Huntwicke Securities and Essex Private Wealth Management both had record years for revenue and earnings. Assets under management grew to $400 million at EPWM. In addition, HS added four new, well-established advisory representatives. I anticipate that the growth of these subsidiaries will continue into FY 2022.

 

Mercury Brewing navigated a very difficult year by responding quickly to the changing landscape of demand for beer. As restaurants remained closed throughout the region demand for beer on tap dried up overnight. MB responded by quickly making the difficult decision to trim all non-essential staff. The remaining staff responded by taking on new roles above and beyond their usual responsibilities. MB was still able to can beer and off-premise sales grew slightly. We are fortunate that our core brands were still in demand. The quality of the products were exceptional as was new product development. Ipswich Brewer’s Table Restaurant re-opened and managed profitably through take-out business and compacted hours. Rob Martin and Myles Eason deserve accolades for their exceptional performance in 2020. Our top initiative for ‘21-‘22 is to acquire additional contracts to increase production in the facility.

 

Huntwicke properties and real estate performed well, in general. Four of the six properties remained fully rented while the others remain at about 70% capacity. HCG is currently re-evaluating the assets as we would like to expand our holdings into other communities.

 

Aztec Soccer Club (ASC) and Skillz Check Academy (SCA) achieved record numbers of players, teams and programming in FY2021. ASC responded to the times by adding and expanding virtual programming.
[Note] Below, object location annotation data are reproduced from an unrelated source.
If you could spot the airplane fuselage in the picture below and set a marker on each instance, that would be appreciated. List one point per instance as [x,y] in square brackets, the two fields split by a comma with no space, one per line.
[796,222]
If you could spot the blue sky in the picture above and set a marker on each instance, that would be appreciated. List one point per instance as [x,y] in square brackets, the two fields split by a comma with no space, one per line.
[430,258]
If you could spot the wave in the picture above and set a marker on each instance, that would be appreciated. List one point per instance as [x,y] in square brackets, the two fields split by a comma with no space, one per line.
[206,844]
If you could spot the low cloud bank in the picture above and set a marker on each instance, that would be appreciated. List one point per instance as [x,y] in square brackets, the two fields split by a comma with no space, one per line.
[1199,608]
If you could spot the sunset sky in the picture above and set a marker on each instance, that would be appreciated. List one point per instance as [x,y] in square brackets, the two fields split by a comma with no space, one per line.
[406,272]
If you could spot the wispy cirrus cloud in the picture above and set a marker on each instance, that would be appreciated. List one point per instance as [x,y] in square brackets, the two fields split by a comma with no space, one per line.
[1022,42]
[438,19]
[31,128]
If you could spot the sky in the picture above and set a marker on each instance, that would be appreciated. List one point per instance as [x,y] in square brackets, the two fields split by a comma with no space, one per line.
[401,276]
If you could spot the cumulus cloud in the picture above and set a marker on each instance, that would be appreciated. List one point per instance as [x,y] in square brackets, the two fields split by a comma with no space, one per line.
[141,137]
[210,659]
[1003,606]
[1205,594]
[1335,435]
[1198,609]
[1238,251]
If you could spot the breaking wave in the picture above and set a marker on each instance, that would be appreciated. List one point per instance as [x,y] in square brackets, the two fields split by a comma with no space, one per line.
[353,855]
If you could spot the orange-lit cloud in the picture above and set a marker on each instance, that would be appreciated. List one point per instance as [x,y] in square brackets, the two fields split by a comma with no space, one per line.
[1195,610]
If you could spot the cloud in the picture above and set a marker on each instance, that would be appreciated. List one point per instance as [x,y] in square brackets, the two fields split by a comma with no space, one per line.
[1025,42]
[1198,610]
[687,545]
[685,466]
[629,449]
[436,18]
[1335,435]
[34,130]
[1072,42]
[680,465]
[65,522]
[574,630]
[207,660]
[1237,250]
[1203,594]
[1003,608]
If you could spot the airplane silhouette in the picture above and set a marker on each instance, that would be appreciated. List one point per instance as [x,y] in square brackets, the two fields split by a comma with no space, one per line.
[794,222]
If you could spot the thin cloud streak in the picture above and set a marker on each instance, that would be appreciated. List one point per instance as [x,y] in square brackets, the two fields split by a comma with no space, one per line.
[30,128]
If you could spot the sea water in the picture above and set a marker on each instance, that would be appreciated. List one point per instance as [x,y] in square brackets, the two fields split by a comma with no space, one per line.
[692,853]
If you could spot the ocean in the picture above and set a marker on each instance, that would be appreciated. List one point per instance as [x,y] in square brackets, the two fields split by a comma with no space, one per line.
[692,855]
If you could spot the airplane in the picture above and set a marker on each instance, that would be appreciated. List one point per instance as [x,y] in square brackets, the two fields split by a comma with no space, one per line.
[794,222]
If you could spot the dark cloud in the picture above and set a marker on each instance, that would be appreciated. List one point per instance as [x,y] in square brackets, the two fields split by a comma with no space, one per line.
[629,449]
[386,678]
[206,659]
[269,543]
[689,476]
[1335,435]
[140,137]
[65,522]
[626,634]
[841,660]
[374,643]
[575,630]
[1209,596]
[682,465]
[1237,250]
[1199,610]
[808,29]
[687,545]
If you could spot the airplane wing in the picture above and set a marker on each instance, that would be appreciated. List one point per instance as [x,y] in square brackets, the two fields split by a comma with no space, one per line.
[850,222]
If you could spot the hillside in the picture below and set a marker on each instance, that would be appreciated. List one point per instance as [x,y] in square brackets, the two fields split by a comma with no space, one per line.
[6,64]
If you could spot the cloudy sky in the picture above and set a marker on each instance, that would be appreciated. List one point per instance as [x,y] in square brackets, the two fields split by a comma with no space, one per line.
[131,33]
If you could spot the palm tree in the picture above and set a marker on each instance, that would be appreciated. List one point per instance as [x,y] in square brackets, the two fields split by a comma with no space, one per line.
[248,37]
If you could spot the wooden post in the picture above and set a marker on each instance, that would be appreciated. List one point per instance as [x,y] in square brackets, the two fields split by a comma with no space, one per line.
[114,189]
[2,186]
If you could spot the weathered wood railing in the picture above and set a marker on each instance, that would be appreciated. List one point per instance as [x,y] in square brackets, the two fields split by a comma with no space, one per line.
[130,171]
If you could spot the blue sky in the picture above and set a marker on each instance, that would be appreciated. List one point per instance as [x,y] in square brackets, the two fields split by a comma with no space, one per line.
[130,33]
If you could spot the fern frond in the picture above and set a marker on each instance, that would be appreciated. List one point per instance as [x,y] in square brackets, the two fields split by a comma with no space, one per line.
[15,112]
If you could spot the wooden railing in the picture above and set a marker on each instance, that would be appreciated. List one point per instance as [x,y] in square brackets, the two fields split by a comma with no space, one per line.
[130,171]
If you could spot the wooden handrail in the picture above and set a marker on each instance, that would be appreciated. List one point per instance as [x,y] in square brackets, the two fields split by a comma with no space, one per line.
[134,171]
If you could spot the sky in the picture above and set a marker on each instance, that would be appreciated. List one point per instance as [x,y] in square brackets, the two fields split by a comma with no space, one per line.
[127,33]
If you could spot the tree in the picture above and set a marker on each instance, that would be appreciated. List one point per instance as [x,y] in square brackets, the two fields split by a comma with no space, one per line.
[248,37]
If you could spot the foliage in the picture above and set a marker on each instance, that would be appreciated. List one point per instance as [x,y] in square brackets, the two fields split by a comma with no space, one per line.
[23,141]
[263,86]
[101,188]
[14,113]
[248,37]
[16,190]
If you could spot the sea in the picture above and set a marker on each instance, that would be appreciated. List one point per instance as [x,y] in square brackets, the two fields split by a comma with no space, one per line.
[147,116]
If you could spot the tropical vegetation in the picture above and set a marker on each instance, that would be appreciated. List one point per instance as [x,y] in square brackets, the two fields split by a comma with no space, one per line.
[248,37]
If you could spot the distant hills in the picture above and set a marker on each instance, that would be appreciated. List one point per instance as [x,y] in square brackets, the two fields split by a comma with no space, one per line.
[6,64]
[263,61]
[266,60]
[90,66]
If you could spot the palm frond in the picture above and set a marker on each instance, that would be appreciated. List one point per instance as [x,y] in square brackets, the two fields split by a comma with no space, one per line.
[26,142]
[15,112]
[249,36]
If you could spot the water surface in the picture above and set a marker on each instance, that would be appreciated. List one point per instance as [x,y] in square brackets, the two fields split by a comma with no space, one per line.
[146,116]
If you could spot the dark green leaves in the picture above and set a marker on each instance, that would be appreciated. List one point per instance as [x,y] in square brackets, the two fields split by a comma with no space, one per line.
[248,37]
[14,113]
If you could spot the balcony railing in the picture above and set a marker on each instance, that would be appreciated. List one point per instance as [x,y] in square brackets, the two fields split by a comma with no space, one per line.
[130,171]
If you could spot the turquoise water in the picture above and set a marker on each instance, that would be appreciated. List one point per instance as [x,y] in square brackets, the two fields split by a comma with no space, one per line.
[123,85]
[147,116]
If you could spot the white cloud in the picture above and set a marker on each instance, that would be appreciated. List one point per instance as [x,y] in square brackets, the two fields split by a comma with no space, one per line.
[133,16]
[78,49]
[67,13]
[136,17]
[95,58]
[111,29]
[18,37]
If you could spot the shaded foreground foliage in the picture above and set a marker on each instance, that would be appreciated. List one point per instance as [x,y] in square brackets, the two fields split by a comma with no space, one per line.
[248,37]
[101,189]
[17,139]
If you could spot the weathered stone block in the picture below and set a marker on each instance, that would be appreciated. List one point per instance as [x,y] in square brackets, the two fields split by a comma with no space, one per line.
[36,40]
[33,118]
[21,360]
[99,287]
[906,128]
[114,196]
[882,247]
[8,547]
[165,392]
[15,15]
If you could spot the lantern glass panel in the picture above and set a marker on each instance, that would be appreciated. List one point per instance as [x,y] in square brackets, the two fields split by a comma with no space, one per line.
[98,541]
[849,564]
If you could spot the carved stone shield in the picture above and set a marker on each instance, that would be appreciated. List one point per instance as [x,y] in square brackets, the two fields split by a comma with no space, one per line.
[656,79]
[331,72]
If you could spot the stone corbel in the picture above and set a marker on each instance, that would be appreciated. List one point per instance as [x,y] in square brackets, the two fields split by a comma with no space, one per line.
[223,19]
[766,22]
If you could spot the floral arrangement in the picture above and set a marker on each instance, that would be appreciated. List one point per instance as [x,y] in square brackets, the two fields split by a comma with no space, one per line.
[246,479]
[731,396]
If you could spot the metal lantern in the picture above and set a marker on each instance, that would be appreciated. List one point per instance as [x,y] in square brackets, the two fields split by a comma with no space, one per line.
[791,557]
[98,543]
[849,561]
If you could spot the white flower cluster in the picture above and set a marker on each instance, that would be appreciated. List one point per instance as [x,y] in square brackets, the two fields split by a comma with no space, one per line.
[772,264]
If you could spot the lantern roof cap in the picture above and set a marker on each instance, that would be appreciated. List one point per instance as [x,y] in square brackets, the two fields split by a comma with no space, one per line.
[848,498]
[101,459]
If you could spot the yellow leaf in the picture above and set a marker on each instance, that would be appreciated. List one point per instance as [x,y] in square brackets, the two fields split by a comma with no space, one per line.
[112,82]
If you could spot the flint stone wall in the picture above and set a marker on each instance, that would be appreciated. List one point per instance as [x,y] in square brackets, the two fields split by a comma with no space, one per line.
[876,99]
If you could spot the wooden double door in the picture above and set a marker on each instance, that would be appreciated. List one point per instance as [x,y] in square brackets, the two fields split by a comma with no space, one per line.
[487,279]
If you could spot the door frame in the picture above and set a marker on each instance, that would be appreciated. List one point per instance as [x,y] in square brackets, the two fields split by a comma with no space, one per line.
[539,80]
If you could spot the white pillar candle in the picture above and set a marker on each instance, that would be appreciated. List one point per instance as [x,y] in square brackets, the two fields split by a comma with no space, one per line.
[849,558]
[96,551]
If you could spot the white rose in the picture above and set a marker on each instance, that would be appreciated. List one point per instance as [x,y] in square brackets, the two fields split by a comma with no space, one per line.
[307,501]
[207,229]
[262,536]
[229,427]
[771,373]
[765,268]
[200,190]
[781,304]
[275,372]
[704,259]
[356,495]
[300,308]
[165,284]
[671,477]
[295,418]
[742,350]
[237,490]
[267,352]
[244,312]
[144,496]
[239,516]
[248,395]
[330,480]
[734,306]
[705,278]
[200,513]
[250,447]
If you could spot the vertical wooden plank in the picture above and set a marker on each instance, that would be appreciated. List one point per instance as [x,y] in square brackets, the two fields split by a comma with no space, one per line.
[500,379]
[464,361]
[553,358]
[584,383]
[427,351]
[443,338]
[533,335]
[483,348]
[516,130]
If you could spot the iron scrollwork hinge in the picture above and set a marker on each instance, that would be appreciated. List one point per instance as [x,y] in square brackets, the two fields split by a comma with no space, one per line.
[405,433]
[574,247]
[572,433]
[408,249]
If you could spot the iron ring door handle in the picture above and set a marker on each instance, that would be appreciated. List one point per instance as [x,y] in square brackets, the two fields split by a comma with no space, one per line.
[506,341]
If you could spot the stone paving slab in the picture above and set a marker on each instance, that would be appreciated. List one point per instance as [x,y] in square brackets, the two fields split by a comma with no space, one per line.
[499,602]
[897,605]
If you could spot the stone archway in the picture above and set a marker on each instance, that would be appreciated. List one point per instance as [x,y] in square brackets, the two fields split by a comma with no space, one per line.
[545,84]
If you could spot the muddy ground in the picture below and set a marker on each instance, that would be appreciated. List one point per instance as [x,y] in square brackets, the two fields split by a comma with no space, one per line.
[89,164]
In addition, ASC expanded into new regions, adding about 25 teams in the last two years. SCA operations nearly tripled in the last two years with an increase in revenue as well as programming. ASC and SCA remain poised for future growth and expansion. The management teams deserve much credit for the growth they experienced during this incredibly challenging time.

 

HCG’s balance sheet has remained strong. As a result, I look forward to the opportunities that are ahead of us. HCG will look to grow all the subsidiaries and perhaps expand into other businesses in the future. Our top goals for this coming year are to

1. grow each subsidiary in line with its specific growth initiatives

2. grow the revenue, assets and earnings of HCG for our shareholders

3. establish a consistent cash dividend and grow our liquidity options by the end of this calendar year

4. establish a charitable arm to be a good corporate citizen in the community

 

Overall it was a very good year for HCG and I look forward to the future. Please reach out to investor relations at inverstorrelations@huntwicke.com if you have any questions. Thank you for being a shareholder in Huntwicke Capital Group.

 

Brian Woodland

President

 

The views, statements and opinions expressed in this letter by Brian Woodland are his alone and may not represent the Management or the Business.